The peer review process is supposed to be objective. The insurance company should utilize independent outside third party doctors with experience in the medical treatments at issue. The peer review doctor is supposed to carefully review the medical records of the patient. With objectivity as the goal and with the requirement of good faith to the insured, why then is Optum employing a former employee, an associate medical director as a peer review doctor almost immediately after he left their employment?
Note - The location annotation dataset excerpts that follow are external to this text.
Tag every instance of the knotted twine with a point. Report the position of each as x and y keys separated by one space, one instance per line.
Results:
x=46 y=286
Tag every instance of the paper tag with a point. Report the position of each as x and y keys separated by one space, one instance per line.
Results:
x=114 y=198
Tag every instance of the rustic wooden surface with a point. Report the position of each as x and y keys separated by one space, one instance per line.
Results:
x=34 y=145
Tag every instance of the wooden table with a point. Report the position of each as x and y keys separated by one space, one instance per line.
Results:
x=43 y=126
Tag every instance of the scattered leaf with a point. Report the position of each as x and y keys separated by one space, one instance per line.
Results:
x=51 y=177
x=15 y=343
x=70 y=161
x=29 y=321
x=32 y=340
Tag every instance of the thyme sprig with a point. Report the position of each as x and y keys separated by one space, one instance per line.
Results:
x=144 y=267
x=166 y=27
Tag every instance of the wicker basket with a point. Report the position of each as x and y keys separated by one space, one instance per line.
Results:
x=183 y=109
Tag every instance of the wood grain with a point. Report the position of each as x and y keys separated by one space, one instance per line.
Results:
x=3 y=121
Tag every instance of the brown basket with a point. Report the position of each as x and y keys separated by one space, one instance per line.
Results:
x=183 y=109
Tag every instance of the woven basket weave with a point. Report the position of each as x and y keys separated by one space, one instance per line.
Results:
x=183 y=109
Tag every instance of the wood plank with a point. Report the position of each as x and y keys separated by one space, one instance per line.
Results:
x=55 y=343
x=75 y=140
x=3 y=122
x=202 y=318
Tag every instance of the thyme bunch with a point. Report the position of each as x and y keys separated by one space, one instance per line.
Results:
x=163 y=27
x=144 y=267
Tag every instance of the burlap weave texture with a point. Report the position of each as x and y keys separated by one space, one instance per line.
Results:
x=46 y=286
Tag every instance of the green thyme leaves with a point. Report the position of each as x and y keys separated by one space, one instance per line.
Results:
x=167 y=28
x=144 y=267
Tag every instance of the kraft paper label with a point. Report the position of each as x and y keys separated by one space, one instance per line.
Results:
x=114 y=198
A doctor who was employed by OptumHealth in 2016. And as soon as 2017, he was the “outside” medical reviewer employed by Optum on Avalon Hills patients. Isn’t that is the very definition of the appearance of impropriety? At the same time, Dr. Solomon lists himself as a forensic psychiatrist and that his “… legal and forensic work covers a broad range of issues …” [In the practice of law, we call those persons, witnesses for hire.] In any event, it would appear as if Dr. Solomon merely went from being a paid employee of Optum to a paid “consultant” employed by Optum.
Dr. Solomon presumably has a contract with Optum. This contract involves reviewing claims being processed by Optum. Pursuant to this contract, Dr. Solomon is being paid to provide this service. Like all insurance companies, Optum is in the business of making a profit. One would be justified in wondering if Dr. Solomon, as a hired gun, did not consistently side with Optum and instead, sided with the treating medical professional and recommended payment for additional treatment, whether his contract with Optum would be renewed. The reality is that the more times Dr. Solomon sides with Optum and against the treating medical professional, the more money Optum saves and meanwhile, Optum maintains a façade of plausible deniability.
According to the lawsuit, six (6) patients were identified by their initials. In general, the cost of residential treatment is approximately $30,000 per month. The lawsuit alleges that each of these patients was contacted by employees of Optum and/or Dr. Solomon and the statements above were made to them. One can readily infer that the statements were obviously made with the intent of inducing them to leave Avalon Hills. If the patients had left, Avalon Hills would have incurred a potential loss of approximately $180,000 per month. And Optum would have financially benefitted since if the patients had gone to Optum’s in-network treatment providers, the financial exposure for Optum would be less perhaps substantially so.
Large financial exposure. Possible libel and slander. A medical career of not only a treatment center, but a psychiatrist at stake. And patients, our loved ones suffering from this disease, being treated as pawns by Optum.
If all allegations are proven to be true at trial, the ramifications of this alleged gross, outrageous conduct will echo through the eating disorder industry and insurance peer doctor review business. And the very words which constitute the bedrock of a physician’s practice … Primum non nocere … “first do no harm” will be sorely tested.